Après 130 ans, connaît-on enfin l’identité de Jack l’Éventreur ? Malheureusement, non. Après avoir publié les résultats d’analyse d’un châle de soie controversé taché de sang et, peut-être, de sperme, censé avoir été trouvé sur les lieux de l’un des meurtres de l’Éventreur, les médecins légistes pointent du doigt Aaron Kosminski, un barbier polonais de 23 ans vivant à Londres, qui fut l’un des premiers suspects identifiés par la police londonienne dans l’affaire de l’Éventreur. Mais comme tous les éléments de la saga de Jack l’Éventreur, les preuves qu’ils proposent ne permettent pas de refermer le livre sur la série de meurtres qui ont terrorisé les rues de Londres en 1888.
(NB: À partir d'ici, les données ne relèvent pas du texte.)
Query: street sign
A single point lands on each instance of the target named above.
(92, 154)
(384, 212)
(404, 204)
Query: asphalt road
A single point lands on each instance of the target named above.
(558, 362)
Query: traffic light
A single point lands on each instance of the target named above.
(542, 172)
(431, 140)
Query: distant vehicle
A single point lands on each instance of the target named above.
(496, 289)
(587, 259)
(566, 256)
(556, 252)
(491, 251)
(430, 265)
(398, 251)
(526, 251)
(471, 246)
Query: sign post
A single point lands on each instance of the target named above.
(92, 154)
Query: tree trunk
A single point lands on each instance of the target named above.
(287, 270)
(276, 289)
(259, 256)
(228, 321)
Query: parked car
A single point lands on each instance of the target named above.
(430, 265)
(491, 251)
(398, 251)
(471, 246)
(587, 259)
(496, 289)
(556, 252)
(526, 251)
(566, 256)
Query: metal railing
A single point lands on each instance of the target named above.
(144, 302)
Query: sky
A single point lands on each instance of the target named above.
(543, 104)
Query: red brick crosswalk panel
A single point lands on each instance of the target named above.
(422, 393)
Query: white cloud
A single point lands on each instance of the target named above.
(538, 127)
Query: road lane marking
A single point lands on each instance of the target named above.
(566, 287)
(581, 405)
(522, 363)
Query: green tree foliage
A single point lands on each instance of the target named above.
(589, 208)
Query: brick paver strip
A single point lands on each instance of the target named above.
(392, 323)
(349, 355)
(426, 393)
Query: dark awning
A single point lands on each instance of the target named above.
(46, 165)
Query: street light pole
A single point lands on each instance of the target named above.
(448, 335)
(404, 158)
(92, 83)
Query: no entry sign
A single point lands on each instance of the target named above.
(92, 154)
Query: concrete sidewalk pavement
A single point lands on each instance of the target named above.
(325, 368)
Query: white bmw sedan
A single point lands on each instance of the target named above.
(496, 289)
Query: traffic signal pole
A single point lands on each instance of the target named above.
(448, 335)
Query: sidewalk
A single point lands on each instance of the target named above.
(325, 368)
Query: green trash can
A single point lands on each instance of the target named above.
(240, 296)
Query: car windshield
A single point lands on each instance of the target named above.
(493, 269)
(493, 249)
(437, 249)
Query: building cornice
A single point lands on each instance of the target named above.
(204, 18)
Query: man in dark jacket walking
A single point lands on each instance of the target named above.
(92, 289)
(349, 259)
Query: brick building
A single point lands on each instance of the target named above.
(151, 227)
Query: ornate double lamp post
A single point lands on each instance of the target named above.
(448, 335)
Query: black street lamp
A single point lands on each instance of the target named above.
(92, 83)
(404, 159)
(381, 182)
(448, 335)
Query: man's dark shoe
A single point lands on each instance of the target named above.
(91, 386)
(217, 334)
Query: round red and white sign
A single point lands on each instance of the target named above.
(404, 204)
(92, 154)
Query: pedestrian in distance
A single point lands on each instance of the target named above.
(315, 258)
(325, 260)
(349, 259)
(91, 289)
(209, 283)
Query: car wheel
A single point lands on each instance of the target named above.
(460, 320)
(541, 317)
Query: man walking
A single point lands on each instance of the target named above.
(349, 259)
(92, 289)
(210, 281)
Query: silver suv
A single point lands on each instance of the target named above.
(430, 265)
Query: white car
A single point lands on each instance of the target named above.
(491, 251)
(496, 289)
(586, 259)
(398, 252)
L’affaire du démasquage du barbier est liée au châle qui aurait été retrouvé à côté de Catherine Eddowes, la quatrième victime de l’Éventreur. Comme le rapporte David Adam de Science, le tissu a été acquis par Russell Edwards, un passionné de l’Éventreur, en 2007, qui l’a soumis à des tests ADN. Bien qu’Edwards ait publié les résultats dans son livre de 2014, Naming Jack the Ripper, il a gardé les résultats et les méthodes de l’ADN sous silence, ce qui a rendu impossible l’évaluation ou la vérification des affirmations de Kosminski en tant que Ripper. Maintenant, les biochimistes qui ont effectué ces tests, Jari Louhelainen de l’Université John Moores de Liverpool et David Miller de l’Université de Leeds, ont publié les données dans le Journal of Forensic Sciences.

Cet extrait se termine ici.